Few feelings are worse than losing a dog, and Ring wants to help.
The Amazon subsidiary released its Super Bowl ad on Monday, a 30-second spot that focuses squarely on a new feature called Search Party for Dogs. The tool turns a missing-dog post in the Ring app into a coordinated neighborhood search, using participating outdoor Ring cameras and AI to help identify potential matches.
The creative opens with a stark statistic and memorable tagline: roughly 10 million dogs go missing every year, but the way we search for them hasn’t changed. It then follows the emotional arc of a lost dog named Milo and his eventual reunion with his family.
Ring founder and chief inventor Jamie Siminoff also appears in the spot, which ends with him walking his own dog, Biscuit.
The concept was rooted in the brand’s emphasis on community rather than hardware, according to chief commercial officer Mimi Swain.
“The inspiration was to tell a story about what Ring is really about, which is connection and neighbors coming together to solve real problems,” Swain said. “We kept coming back to the fear and panic people feel when a family dog goes missing, and how communities already try to help, but without great tools.”
When a neighbor reports a lost dog through the Ring app—or the standalone Neighbors app—nearby Ring camera owners who opt in can have their cameras look for potential matches.
The system uses AI-based image recognition to flag possible sightings, which are then reviewed and confirmed by camera owners before being shared with the pet owner to help facilitate a reunion.
Critically, participation in the program is voluntary and limited in scope, Swain added.

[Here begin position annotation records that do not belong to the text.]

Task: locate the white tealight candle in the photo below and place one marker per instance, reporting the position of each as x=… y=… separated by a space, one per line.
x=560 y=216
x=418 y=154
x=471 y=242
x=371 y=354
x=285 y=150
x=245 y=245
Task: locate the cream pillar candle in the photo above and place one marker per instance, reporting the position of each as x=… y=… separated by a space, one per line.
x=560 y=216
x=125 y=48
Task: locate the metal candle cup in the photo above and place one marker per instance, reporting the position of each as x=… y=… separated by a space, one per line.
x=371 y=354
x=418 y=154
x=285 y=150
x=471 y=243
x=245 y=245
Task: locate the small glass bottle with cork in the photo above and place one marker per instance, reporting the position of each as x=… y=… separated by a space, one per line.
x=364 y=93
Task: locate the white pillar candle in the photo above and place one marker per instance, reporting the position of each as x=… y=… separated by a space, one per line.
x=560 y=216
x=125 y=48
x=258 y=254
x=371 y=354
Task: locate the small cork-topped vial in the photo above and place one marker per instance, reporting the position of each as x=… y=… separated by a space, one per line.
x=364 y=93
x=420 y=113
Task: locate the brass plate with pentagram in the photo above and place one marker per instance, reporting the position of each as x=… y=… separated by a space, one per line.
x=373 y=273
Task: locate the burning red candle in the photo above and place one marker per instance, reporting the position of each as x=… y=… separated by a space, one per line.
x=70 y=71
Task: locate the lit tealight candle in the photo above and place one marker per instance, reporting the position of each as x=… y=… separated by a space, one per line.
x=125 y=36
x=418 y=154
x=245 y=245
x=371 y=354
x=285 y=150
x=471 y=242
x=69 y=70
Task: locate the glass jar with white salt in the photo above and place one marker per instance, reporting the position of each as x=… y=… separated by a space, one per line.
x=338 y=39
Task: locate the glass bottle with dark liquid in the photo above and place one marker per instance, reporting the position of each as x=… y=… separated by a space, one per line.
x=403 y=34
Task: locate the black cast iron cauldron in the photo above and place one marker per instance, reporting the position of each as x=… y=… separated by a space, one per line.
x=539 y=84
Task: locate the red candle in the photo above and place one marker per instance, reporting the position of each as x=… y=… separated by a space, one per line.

“Camera owners have to consent to share images, and the recognition is only for dogs,” she said. “We don’t have anything related to lost people or broader facial recognition in neighborhoods—those use cases require much more guardrails.”
The Super Bowl creative was developed largely in-house, with VFX support lent by the agencies Miniac and Bemo. The ad will run during the third quarter of Super Bowl 60, and it will mark Ring’s first traditional-television Super Bowl appearance after previously advertising around the game only via streaming-only placements.
The decision to move into linear TV Super Bowl advertising reflects both confidence in the product and a desire for maximum reach.